University of Bojnord
- University of Bojnord (UB) coat of arms
- Motto: میاسای ز آموختن یک زمان;
- Motto in English: Rest not a moment from learning
- Type: Public
- Established: 2005
- Affiliations: FUIW
- Chancellor: Mohammad Sheikhzadeh
- Administrative staff: 90
- Students: 4400
- Undergraduates: 4000
- Postgraduates: 400
- Location: Bojnord, Iran 37°26′07″N 57°17′45″E﻿ / ﻿37.4352°N 57.2958°E
- Colours: Blue
- Website: ub.ac.ir
- Location in Iran

= University of Bojnord =

Public university in Bojnord, Iran

The University of Bojnord is a public university located in Bojnord, Iran.

As the grand university of the province, university of Bojnord was established in October 2005 at the center of North Khorasan, Bojnord, in order to fulfill its main mission of educating young people in different levels and fields of study in line with the programs approved by the Ministry of Science, Research and Technology.

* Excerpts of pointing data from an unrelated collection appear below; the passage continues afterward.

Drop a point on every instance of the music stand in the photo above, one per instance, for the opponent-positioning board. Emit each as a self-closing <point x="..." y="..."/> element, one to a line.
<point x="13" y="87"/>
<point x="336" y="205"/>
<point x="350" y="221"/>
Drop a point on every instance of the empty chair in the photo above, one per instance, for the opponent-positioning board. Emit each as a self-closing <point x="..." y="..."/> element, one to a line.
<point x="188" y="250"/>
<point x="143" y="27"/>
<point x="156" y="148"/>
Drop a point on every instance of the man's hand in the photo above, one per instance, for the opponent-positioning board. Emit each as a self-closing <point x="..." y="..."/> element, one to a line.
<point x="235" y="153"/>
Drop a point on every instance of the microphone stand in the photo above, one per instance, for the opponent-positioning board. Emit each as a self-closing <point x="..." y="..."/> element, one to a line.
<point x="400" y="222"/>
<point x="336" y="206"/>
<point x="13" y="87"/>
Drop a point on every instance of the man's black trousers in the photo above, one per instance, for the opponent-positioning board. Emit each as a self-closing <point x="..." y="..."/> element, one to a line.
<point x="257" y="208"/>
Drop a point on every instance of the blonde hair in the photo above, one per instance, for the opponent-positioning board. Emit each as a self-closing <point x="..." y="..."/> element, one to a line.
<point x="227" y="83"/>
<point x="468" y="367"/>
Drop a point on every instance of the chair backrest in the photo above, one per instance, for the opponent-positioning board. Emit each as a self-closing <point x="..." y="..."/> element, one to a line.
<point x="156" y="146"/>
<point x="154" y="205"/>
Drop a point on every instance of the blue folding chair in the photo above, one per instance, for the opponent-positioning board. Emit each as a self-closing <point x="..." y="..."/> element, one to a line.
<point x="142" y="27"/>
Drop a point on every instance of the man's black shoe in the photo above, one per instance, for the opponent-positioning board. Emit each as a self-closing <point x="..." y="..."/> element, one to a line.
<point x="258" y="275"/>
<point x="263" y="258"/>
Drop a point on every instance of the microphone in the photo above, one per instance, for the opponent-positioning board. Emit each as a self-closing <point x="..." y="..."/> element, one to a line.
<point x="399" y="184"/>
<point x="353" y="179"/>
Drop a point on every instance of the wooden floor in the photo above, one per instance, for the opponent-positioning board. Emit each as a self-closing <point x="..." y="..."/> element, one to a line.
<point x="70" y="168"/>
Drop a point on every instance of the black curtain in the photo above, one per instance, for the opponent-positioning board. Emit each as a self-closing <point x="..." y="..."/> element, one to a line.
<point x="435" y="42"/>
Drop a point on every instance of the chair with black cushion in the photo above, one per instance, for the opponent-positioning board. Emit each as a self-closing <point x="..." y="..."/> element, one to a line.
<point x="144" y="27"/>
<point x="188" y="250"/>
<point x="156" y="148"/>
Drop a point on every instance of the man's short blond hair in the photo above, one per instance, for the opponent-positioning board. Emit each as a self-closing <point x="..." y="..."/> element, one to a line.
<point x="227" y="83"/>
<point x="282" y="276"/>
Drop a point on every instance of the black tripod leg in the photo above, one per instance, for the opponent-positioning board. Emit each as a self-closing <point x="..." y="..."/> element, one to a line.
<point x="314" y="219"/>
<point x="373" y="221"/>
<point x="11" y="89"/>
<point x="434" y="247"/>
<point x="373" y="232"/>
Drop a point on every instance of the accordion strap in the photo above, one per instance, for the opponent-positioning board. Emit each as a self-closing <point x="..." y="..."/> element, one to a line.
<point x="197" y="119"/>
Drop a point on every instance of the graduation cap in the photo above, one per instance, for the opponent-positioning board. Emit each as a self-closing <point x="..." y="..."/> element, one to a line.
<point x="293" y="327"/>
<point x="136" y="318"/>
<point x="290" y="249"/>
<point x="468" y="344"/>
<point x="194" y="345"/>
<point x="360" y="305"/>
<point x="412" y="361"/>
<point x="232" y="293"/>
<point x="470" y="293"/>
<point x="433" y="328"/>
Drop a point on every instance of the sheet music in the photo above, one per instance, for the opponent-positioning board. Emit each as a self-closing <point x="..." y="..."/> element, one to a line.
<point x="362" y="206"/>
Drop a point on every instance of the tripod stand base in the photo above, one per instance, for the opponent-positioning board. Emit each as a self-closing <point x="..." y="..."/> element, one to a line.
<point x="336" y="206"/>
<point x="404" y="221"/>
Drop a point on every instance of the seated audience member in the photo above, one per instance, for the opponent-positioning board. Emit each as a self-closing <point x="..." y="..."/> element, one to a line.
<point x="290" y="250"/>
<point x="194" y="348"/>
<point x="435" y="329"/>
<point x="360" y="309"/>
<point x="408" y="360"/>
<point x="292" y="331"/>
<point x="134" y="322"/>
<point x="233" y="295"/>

The approval for the establishment of the University of Bojnord, with four faculties of Engineering, Humanities, Arts and Sciences was issued by the Ministry of Science, Research and Technology at 1383/11/11 (01/31/2005) under the letter No. 22/8621. Thus, on October 200 University of Bojnord enrolled 210 students in three fields of study, as the beginning step.

In the academic year 2019-2020, about 4600 students studied under the tuition of 172 faculty members in 53 academic fields (27 undergraduate and 24 postgraduate degrees).